Enumerations are defined in the M2 metamodel’s Enumerations package and can be referenced by any property in the same metamodel.

Every property has a multiplicity that specifies whether it’s required or optional:

MultiplicityMeaning
1..1Required — must have a value
0..1Optional — may be empty

Required properties are visually indicated in the Properties panel. A model element with missing required properties may trigger validation warnings from the integrity checker.

Properties can specify a default value at M2. When a new M1 instance is created, the property is pre-filled with this value.
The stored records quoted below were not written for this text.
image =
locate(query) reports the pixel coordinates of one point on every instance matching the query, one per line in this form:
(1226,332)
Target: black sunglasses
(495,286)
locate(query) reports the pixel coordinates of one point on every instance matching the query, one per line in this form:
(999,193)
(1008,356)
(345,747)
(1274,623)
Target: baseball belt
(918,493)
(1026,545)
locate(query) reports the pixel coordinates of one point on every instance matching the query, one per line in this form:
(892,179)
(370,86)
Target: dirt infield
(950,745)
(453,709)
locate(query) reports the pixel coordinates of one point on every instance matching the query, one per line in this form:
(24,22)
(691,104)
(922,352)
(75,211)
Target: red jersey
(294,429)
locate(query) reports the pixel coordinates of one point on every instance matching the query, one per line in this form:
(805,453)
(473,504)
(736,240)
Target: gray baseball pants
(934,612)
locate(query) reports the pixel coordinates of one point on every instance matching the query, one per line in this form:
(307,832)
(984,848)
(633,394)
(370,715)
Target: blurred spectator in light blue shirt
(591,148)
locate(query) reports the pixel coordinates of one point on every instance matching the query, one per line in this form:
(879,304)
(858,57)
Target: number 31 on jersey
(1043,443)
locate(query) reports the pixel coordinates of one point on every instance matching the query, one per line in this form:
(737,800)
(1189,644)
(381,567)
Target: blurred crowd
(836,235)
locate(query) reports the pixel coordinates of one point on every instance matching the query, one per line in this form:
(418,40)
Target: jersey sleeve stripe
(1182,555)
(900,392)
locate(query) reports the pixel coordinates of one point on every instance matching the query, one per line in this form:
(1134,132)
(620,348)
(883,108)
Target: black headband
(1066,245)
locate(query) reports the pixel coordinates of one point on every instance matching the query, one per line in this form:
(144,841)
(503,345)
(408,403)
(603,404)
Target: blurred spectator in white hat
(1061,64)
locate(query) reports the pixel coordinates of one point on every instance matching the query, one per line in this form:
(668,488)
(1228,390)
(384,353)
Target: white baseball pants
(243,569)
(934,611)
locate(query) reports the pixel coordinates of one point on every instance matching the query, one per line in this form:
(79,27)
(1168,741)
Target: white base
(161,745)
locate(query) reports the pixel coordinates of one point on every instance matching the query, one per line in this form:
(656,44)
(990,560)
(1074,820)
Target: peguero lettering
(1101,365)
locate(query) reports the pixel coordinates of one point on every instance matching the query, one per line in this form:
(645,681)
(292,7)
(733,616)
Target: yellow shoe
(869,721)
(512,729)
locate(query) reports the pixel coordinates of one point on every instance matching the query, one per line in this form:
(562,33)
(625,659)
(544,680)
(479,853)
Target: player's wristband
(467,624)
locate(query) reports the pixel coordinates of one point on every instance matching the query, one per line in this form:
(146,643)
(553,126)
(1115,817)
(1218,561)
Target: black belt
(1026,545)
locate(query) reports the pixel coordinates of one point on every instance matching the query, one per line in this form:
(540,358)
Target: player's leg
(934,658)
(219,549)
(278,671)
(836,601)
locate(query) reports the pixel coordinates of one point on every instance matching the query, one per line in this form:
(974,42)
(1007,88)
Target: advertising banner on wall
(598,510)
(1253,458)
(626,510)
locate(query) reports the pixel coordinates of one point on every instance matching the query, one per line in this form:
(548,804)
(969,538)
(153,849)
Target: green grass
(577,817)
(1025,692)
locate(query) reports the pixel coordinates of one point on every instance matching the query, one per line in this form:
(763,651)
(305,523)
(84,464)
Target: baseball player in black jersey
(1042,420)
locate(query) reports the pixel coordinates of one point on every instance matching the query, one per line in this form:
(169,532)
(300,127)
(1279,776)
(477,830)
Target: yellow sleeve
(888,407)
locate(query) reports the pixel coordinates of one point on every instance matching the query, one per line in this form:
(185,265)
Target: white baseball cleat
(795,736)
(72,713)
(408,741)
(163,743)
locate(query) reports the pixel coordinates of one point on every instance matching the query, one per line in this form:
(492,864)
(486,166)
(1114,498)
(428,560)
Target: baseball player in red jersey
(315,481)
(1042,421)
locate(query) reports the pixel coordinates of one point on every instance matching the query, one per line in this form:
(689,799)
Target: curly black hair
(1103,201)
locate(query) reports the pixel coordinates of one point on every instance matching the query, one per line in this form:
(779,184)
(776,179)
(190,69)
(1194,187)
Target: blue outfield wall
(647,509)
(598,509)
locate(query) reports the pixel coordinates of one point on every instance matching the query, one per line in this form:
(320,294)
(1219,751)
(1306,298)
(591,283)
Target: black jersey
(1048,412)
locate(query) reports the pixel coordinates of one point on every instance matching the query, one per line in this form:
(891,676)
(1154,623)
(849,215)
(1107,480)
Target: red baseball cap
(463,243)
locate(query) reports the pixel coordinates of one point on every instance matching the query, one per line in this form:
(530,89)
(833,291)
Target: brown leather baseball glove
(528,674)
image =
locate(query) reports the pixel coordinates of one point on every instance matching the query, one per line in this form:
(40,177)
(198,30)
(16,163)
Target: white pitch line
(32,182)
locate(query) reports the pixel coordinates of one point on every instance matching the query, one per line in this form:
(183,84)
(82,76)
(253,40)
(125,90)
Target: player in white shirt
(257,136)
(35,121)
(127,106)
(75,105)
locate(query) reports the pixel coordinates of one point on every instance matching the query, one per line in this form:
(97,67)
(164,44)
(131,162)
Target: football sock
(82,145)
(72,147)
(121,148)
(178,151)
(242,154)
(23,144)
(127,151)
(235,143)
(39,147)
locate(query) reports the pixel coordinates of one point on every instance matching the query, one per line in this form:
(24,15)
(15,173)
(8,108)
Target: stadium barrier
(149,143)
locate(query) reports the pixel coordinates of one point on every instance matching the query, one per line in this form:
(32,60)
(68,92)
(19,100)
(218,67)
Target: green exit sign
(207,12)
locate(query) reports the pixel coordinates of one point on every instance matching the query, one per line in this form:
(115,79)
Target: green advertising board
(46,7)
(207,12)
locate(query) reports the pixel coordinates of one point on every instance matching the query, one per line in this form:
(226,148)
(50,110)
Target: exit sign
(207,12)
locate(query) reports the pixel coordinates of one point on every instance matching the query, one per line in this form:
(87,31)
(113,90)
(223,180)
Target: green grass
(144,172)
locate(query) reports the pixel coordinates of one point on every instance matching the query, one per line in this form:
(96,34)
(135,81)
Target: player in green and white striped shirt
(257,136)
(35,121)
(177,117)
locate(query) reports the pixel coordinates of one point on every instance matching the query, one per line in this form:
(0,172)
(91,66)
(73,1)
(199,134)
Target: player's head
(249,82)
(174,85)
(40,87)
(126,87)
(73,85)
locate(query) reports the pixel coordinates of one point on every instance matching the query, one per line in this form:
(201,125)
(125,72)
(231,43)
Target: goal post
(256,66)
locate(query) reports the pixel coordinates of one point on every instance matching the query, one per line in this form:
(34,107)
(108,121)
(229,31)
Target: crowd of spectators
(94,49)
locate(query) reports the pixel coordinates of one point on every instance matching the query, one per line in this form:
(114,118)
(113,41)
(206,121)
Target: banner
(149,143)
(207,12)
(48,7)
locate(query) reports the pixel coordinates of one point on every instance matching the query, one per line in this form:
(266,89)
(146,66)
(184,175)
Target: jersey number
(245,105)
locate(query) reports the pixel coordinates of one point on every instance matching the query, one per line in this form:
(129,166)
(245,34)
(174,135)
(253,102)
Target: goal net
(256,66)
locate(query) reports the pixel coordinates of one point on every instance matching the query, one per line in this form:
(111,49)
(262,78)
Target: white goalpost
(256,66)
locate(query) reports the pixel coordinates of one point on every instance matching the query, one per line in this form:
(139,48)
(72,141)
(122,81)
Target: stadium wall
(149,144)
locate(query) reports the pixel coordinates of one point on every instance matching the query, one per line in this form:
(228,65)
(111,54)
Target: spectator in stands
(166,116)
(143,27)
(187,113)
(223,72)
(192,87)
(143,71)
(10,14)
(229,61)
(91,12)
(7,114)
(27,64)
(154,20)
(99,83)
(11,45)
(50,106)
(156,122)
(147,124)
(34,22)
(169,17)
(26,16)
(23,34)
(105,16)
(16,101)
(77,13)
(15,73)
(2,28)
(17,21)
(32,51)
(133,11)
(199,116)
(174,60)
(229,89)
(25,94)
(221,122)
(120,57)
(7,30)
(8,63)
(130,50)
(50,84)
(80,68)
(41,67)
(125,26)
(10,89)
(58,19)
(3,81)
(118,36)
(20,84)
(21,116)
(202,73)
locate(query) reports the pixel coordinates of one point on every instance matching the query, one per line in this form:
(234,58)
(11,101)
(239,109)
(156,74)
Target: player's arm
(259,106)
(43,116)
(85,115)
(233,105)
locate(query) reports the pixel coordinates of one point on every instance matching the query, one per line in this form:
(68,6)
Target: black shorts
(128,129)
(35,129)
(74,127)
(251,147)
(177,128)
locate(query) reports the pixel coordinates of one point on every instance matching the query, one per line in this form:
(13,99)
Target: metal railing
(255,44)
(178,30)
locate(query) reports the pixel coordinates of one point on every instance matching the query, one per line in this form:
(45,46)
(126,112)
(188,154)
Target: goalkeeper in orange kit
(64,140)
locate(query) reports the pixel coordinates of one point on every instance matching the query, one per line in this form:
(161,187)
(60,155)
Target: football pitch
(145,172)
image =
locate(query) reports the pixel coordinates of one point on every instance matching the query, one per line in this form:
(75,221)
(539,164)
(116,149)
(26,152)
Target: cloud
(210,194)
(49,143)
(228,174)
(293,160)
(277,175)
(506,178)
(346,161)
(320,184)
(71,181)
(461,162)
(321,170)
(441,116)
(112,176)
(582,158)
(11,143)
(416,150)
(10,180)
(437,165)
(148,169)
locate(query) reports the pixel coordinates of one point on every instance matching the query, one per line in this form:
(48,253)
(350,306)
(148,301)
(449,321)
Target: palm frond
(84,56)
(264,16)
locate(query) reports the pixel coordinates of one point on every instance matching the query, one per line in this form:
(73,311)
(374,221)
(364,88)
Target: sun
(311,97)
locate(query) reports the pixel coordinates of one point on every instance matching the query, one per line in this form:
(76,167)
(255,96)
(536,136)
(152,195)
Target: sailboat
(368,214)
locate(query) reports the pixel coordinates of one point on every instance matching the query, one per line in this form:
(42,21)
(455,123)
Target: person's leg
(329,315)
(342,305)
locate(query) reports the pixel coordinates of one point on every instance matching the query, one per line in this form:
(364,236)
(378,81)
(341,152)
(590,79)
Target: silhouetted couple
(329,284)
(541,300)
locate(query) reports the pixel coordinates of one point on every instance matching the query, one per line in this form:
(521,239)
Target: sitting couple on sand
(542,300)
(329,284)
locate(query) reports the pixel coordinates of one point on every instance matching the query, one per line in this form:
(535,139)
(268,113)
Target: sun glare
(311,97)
Users can change it, but the default provides a sensible starting point.

Defaults are especially useful for enumerations — for example, defaulting a System Status to “Active” so users only need to change it when something is planned or retiring.

String properties can include format hints that affect how they’re displayed and edited:

HintEffect
multilineRenders as a textarea instead of a single-line input
urlRenders as a clickable link
emailRenders as a clickable mailto link

Format hints don’t change the stored data — the value is still a string. They change how the UI presents and interacts with it.

Properties aren’t limited to elements. Relationship types can also define properties — useful for capturing metadata about the connection itself.

For example, a “Belongs To” relationship might have a “Start Date” property recording when a person joined a team. A “Serving” relationship might have a “Service Level” property.

Relationship properties appear in the Properties panel when a relationship edge is selected on the Canvas.

Property values are visible and editable in multiple places:

SurfaceHow properties appear
Properties panelFull edit form when the element is selected
CatalogsAs table columns with inline editing
Diagram nodesIn property compartments (if the M2 notation includes them)
Exported .farki filesAs propertyValues objects on each element

This multi-surface visibility is one of the key benefits of structured properties — the data you enter in the Properties panel is immediately available in catalogs for analysis, on diagrams for visual context, and in exports for sharing.

Farkitect validates property values against their M2 definitions:

  • Type checking — a Date property rejects non-date values
  • Required checking — required properties flag incomplete elements
  • Enumeration checking — enumeration properties only accept defined values

Validation happens in the UI (immediate feedback when editing) and in the integrity checker (model-wide sweep for violations).